The choice between treating and observing unruptured intracranial aneurysms is often difficult, with little guidance on which variables should influence decision making on a patient-by-patient basis. Here, the authors compared demographic variables, aneurysm-related variables, and comorbidities in patients who received microsurgical or endovascular treatment and those who were conservatively managed to determine which factors push the surgeon toward recommending treatment.

METHODS

A retrospective chart review was conducted of all patients diagnosed with an unruptured intracranial aneurysm at their institution between January 1, 2013, and January 1, 2016. These patients were dichotomized based on whether their aneurysm was treated. Demographic, geographic, socioeconomic, comorbidity, and aneurysm-related information was analyzed to assess which factors were associated with the decision to treat.

RESULTS

A total of 424 patients were identified, 163 who were treated surgically or endovascularly and 261 who were managed conservatively.
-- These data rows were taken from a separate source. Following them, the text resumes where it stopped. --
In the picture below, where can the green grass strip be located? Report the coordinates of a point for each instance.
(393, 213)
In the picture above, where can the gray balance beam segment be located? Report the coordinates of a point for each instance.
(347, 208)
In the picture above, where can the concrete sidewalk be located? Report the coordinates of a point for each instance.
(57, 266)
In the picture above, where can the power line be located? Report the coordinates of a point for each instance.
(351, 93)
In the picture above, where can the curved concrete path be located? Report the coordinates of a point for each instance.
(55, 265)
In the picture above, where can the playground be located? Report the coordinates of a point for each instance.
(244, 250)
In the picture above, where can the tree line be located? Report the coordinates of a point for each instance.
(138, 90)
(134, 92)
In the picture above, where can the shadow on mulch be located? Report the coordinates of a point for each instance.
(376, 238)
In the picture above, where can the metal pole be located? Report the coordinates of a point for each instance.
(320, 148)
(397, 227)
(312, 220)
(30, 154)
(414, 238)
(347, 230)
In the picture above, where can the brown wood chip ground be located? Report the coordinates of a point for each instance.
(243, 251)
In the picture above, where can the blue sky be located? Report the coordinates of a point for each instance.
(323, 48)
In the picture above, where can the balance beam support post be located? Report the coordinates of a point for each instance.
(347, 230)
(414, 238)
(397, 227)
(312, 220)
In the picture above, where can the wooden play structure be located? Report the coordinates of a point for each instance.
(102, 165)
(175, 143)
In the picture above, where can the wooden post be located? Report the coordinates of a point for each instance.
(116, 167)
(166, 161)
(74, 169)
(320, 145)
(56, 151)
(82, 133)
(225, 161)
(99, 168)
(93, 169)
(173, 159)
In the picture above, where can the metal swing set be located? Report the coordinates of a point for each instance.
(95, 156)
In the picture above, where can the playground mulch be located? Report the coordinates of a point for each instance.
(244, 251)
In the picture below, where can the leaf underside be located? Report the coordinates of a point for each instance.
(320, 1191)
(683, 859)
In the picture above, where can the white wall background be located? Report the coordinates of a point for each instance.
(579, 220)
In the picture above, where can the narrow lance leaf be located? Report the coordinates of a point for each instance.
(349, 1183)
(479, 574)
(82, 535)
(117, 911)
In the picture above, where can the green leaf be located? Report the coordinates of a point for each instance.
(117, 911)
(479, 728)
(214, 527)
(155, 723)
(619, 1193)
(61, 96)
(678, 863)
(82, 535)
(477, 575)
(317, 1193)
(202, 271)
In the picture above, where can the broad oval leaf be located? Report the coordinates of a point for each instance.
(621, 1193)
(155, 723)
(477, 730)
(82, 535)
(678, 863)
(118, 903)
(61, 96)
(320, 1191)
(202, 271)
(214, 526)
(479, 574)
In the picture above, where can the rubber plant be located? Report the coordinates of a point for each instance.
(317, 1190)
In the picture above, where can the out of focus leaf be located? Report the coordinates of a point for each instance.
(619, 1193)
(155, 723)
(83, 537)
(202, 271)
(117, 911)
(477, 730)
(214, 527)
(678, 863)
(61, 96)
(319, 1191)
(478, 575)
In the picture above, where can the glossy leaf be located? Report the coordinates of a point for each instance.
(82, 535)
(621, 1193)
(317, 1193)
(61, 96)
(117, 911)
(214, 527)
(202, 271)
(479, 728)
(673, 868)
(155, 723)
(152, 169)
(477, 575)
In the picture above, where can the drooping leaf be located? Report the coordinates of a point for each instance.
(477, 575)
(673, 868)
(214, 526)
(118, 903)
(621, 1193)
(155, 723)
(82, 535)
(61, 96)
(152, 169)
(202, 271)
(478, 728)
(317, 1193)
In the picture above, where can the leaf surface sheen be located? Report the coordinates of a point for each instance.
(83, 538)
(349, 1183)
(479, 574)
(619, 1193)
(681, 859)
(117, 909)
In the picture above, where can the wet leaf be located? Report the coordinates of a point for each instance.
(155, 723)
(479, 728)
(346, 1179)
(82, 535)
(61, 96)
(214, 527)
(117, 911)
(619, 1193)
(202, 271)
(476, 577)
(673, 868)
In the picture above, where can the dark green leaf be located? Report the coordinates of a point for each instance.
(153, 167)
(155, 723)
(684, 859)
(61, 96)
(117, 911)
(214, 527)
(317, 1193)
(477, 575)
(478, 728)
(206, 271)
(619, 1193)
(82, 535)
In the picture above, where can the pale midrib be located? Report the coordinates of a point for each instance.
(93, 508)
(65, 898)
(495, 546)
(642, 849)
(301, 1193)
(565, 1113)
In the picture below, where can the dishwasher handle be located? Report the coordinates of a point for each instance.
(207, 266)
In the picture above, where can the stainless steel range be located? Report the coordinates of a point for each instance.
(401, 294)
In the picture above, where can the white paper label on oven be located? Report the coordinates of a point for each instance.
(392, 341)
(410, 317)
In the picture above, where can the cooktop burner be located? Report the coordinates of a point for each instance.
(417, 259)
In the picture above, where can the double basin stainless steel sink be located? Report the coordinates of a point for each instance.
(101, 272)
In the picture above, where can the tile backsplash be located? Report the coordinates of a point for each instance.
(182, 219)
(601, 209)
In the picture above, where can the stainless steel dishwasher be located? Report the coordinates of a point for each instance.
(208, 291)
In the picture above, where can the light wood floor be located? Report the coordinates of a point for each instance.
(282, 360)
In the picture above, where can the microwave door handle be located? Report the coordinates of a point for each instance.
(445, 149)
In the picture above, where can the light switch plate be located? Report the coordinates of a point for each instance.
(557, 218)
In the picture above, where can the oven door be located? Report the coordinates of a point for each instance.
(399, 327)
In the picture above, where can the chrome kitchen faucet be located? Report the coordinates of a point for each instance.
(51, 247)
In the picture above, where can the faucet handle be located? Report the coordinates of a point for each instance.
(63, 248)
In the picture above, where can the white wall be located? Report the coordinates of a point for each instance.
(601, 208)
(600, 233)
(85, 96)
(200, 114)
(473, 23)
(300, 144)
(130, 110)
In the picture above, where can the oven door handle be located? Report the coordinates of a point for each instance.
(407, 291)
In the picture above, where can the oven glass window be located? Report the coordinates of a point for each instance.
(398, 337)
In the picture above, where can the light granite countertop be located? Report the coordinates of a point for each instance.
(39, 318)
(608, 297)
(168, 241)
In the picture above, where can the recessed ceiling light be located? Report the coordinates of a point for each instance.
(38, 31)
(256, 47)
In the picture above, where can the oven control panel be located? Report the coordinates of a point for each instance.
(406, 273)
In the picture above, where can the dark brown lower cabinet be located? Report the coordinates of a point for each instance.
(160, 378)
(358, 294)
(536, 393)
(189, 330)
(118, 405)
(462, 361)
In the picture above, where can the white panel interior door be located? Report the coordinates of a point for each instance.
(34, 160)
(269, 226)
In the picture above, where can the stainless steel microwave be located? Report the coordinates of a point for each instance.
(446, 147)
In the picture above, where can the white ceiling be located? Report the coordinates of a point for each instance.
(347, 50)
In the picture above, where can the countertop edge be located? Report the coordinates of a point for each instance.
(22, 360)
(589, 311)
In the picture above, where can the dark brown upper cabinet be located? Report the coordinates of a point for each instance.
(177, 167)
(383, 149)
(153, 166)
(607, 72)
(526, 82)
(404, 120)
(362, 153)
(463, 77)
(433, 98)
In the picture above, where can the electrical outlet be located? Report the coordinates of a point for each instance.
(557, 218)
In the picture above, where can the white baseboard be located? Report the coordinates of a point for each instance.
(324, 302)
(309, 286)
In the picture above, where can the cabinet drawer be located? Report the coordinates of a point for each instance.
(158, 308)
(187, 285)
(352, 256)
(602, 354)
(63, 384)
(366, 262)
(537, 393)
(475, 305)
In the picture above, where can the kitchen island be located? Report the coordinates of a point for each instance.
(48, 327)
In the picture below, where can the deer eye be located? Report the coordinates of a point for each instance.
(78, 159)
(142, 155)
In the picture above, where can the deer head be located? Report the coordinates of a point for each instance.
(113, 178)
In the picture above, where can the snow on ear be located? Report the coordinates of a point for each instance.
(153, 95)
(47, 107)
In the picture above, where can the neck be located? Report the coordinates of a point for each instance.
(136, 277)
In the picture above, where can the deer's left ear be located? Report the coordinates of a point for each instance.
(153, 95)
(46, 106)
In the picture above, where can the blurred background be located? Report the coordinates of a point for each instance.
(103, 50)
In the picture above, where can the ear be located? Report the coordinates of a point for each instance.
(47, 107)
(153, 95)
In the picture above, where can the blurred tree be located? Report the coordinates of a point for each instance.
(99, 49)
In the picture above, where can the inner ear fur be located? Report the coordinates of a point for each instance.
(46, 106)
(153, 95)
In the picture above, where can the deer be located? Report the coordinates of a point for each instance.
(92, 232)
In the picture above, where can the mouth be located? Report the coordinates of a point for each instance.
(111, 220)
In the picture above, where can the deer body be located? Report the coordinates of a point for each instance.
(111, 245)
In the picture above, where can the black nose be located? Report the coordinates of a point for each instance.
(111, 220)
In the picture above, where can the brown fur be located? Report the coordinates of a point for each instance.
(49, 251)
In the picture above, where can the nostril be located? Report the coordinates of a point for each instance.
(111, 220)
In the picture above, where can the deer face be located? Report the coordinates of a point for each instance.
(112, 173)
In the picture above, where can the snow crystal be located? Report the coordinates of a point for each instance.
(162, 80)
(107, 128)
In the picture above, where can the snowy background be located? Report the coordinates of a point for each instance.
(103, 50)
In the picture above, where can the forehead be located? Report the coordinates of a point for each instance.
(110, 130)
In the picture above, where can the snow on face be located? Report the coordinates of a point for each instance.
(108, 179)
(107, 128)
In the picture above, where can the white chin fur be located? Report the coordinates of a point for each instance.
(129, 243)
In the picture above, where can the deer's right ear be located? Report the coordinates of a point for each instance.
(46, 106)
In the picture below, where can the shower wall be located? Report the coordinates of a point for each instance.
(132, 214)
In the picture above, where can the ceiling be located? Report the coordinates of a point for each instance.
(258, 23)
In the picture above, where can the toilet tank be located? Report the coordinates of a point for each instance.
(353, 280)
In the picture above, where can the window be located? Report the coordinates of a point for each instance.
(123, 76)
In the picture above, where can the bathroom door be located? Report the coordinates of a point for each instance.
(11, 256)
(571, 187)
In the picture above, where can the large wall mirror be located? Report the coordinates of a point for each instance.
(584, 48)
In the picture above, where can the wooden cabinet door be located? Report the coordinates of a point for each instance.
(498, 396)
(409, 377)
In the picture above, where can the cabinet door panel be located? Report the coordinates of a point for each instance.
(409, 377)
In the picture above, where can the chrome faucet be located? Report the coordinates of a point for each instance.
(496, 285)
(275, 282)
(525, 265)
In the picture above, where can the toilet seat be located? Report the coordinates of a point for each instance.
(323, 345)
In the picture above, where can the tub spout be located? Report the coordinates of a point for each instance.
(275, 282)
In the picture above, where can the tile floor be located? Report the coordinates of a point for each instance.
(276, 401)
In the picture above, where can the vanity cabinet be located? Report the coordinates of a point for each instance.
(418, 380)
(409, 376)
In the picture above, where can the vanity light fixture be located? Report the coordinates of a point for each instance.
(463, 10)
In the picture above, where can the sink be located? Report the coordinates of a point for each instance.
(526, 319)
In a multivariable model, an age < 65 years (OR 2.913, 95% CI 1.298–6.541, p = 0.010), a lower Charlson Comorbidity Index (OR 1.536, 95% CI 1.274–1.855, p < 0.001), a larger aneurysm size (OR 1.176, 95% CI 1.100–1.257, p < 0.001), multiple aneurysms (OR 2.093, 95% CI 1.121–3.907, p = 0.020), a white race (OR 2.288, 95% CI 1.245–4.204, p = 0.008), and living further from the medical center (OR 2.125, 95% CI 1.281–3.522, p = 0.003) were all associated with the decision to treat rather than observe.

CONCLUSIONS

Whereas several factors were expected to be considered in the decision to treat unruptured intracranial aneurysms, including age, Charlson Comorbidity Index, aneurysm size, and multiple aneurysms, other factors such as race and proximity to the medical center were unanticipated. Further studies are needed to identify such biases in patient treatment and improve treatment delineation based on patient-specific aneurysm rupture risk.